• François Nadiras, un site, une œuvre

    François Nadiras, un site, une œuvre 

    François Nadiras, un site, une œuvre

     © Rue 89

    François Nadiras vient de mourir. Derrière ce visage discret, il y avait l’inflexible détermination d’un homme qui voulut que, depuis Toulon, où il avait vécu, enseigné, milité, et où le Front national avait remporté les élections municipales de 1995, « soit dite une parole qui corresponde à la vérité ».

    C’est ainsi qu’il a conçu puis nourri jour après jour, sans se ménager malgré la maladie incurable dont il était atteint, le site Internet de la Ligue des droits de l’homme de Toulon, en faisant par sa rigueur éditoriale un site de référence sur l’Histoire coloniale et postcoloniale, le racisme, l’antisémitisme, la xénophobie, les Roms et les gens du voyage qui reçoit en moyenne 3000 visiteurs par jour depuis le monde entier, véritable bibliothèque à clic ouvert regroupant plus de 4500 pages – articles, documents, archives, témoignages.
    Il avait entrepris en février une gigantesque refonte du site en le dédoublant, avec d’un côté, ce qui relève de l’Histoire et de nos sociétés, et de l’autre, ce qui concerne précisément la section de la LDH de Toulon.

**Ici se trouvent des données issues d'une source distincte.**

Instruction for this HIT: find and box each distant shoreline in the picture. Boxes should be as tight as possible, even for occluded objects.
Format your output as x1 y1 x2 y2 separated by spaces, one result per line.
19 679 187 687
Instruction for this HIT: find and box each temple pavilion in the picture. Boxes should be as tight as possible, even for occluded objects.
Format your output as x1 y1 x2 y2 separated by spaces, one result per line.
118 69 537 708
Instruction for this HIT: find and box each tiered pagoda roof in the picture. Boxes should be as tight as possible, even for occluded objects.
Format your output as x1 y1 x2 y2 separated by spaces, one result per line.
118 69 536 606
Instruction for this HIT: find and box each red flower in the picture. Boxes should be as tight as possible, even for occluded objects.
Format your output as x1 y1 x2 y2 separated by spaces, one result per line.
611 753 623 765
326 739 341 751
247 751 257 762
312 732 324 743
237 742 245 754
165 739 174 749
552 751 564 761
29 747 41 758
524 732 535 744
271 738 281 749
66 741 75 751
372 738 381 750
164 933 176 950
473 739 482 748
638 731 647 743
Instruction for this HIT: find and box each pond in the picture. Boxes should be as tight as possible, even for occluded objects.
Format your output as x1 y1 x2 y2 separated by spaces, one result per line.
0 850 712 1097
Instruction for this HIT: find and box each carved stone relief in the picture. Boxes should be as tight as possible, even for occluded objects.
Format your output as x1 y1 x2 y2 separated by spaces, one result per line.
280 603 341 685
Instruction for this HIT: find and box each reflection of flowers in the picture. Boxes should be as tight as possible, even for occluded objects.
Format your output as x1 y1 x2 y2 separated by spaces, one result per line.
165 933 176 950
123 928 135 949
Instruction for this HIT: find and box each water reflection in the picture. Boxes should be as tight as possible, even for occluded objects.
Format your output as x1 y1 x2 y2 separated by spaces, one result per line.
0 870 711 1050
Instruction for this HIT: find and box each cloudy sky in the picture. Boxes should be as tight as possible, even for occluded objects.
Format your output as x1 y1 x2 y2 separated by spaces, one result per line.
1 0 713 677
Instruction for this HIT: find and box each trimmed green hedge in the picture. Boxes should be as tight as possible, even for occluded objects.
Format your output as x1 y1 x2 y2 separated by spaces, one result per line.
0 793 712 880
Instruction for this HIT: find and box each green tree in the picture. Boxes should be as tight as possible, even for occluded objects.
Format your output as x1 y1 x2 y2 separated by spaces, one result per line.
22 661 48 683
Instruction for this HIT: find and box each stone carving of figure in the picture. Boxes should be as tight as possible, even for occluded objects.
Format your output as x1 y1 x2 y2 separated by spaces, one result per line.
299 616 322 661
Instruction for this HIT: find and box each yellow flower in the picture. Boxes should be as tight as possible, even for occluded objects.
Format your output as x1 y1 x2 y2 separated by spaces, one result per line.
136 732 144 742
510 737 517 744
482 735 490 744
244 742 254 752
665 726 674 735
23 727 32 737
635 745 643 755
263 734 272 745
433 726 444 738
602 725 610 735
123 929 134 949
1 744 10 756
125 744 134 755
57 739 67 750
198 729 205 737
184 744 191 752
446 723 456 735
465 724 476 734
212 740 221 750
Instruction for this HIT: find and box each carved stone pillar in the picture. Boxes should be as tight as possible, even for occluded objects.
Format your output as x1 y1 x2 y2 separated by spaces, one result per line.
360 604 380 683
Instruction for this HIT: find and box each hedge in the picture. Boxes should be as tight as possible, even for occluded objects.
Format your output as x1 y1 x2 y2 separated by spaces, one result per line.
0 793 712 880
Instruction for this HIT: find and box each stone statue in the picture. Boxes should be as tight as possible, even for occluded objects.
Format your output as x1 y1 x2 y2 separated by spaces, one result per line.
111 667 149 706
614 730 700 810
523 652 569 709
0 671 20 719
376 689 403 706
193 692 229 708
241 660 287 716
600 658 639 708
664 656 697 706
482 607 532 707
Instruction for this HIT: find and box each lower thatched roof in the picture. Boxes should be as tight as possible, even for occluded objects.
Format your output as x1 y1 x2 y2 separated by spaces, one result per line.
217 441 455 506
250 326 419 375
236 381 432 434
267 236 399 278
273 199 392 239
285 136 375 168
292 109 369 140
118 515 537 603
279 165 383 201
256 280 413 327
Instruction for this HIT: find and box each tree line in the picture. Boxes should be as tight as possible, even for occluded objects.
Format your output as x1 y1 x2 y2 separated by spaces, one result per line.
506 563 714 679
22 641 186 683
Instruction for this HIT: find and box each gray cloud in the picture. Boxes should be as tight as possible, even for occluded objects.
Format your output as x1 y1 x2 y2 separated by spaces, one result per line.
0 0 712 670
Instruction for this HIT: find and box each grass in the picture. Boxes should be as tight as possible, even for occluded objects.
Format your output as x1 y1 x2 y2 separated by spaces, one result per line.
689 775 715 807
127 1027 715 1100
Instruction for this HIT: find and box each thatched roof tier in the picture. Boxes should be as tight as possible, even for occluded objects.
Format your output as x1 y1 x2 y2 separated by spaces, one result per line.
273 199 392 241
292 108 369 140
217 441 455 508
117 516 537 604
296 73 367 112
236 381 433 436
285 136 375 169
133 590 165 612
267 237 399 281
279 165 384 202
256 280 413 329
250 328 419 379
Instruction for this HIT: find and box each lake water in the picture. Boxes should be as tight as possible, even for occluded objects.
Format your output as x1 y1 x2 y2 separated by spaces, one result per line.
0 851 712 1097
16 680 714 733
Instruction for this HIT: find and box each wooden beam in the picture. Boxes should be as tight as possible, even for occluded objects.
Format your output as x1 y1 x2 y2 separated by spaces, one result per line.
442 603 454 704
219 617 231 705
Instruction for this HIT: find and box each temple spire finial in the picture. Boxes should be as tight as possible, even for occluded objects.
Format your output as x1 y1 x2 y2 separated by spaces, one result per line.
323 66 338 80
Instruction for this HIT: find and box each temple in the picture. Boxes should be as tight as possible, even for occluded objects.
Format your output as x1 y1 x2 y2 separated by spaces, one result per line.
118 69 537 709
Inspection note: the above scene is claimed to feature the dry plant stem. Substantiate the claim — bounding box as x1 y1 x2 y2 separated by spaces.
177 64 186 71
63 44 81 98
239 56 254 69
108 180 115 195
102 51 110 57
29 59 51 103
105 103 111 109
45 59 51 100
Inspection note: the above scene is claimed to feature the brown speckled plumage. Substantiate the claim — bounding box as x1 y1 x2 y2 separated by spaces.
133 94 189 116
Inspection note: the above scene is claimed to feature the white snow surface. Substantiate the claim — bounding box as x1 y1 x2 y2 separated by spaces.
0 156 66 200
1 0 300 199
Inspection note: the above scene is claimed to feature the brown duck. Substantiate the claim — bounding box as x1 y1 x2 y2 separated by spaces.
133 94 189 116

    De son travail, il en est question sur le site « Dormira jamais » d’Olivier Favier (1). Et sur celui de Michel Dandelot (2), qui a retrouvé dans La Marseillaise un article intitulé « François Nadiras, une vie, une œuvre et un engagement sans faille dans la défense des droits humains. Rencontre », dont je me suis inspirée en particulier pour le titre de ce billet, parce que c’est bien une œuvre qu’il a réalisée et qu’il nous laisse.

    Je ne l’ai jamais rencontré, mais nous avons souvent communiqué par courriel ou téléphone. Il nous arrivait de travailler de conserve sur les mêmes éléments. Un jour, lors d’un de ces échanges, il me suggéra un sujet qui méritait qu’en soit fait un billet. C’était à propos des restes des résistants algériens conservés au Muséum d’Histoire naturelle de Paris.

    Je garde le souvenir de la douceur d’une voix qui jamais ne s’imposait.

    Merci à Eugénio Populin, qui m’a prévenue de sa mort avant que cette nouvelle ne gagne le cercle de nos amis.

    (1) https://dormirajamais.org/ldh/ 

    (2) http://www.micheldandelot1.com/francois-nadiras-un-homme-une-vie-une-oeuvre-et-un-engagement-sans-fai-a130726508 

    SOURCE : https://blogs.mediapart.fr/anne-guerin-castell/blog/290817/francois-nadiras-un-site-une-oeuvre 

    François Nadiras, un site, une œuvre

    A Anne Guérin-Castel d’avoir signalé mon blog pour rendre un hommage à notre ami commun François Nadiras qui vient de nous quitter.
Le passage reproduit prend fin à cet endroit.